Far-right activists have also tapped into the conspiracy theories around coronavirus being spread via 5G. On social media they have claimed that the telecoms industry is owned by Jews:

One UK user posted to Facebook: ’Quick update there are no 5G Towers in Jewish areas I wonder why (sic)’.

Virtual synagogue services held on Zoom have also been invaded by far-right activists to abuse worshippers.

As trade unionists, it’s our responsibility to tackle anti-Semitism.

Our ‘Tackling the far right eNote’ supports trade unionists (and others) to combat the lies and half-truths of anti-Semites. Our eNote is available in both Welsh and English and:

  • Explains who the far-right are and why we oppose them
  • Provides practical tips on how to campaign against them
  • Helps you practise answering difficult questions from friends and colleagues

Paying the price for anti-Semitism

The Office of National Statistics has researched the impact of ethnicity, disability and religion on coronavirus death statistics.

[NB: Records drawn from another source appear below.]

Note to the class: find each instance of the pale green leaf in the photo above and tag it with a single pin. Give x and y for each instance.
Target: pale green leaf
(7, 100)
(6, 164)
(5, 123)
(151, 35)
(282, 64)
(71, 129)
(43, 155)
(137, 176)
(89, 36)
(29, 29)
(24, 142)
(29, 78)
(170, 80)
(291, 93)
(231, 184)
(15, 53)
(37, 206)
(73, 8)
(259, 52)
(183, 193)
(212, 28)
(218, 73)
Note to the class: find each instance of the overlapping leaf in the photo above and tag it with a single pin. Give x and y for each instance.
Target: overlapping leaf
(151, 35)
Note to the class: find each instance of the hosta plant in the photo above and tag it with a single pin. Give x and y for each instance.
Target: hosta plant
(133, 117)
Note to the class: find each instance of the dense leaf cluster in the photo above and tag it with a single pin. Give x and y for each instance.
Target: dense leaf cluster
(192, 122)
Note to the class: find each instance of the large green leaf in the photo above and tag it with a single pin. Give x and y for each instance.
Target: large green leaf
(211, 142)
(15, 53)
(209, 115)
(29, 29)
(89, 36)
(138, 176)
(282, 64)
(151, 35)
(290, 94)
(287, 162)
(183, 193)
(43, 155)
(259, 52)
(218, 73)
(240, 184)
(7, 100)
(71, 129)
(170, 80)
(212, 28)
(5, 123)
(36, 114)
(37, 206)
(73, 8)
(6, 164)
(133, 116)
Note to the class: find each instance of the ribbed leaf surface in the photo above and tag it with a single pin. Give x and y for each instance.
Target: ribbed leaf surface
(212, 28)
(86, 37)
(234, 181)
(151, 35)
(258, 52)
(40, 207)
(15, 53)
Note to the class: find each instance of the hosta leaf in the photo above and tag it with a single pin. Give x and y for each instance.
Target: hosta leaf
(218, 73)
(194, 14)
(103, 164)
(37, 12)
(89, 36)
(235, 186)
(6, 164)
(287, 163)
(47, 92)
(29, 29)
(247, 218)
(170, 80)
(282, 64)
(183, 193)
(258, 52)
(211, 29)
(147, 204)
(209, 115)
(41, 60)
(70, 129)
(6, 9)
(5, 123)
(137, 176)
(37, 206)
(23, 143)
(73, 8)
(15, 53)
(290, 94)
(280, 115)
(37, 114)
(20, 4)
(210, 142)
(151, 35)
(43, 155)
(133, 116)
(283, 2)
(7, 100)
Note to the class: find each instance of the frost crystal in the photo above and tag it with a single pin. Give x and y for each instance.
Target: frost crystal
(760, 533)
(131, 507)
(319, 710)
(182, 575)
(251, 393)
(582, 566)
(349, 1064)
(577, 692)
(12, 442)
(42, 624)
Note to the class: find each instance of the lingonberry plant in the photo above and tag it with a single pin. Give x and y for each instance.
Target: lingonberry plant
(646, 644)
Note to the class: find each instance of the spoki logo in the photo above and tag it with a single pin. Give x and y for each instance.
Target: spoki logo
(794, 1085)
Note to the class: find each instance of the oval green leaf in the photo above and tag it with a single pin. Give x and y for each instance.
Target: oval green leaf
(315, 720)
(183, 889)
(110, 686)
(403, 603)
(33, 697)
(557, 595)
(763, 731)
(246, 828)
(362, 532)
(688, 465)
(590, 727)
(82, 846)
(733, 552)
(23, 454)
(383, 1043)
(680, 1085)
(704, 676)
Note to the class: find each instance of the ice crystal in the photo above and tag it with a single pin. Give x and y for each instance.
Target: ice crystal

They found that Muslims were between 2.5 (males) and 1.9 (females) times at greater risk of dying from coronavirus than Christians. Other non-Christian communities were also shown to be at a higher risk.

When they adjusted these findings for other factors (like ethnicity), however, then religion did not appear to be a factor in increased risk. The only exception to this was for members of UK’s Jewish community.

The ONS’ findings show that people who identified as Jewish in the 2011 census are at a higher risk of dying from coronavirus compared to the baseline Christian population. Jewish men show twice the risk, and women were at 1.2 times the greater risk. The ONS couldn’t explain why the Jewish population are at such a high risk of death.

We call on the EHRC's inquiry into the impact of coronavirus on ethnic minorities to pay special attention to the UK’s Jewish community. If anti-Semitism is found to be responsible, then we must take direct action to protect our Jewish friends, neighbours, colleagues and family members.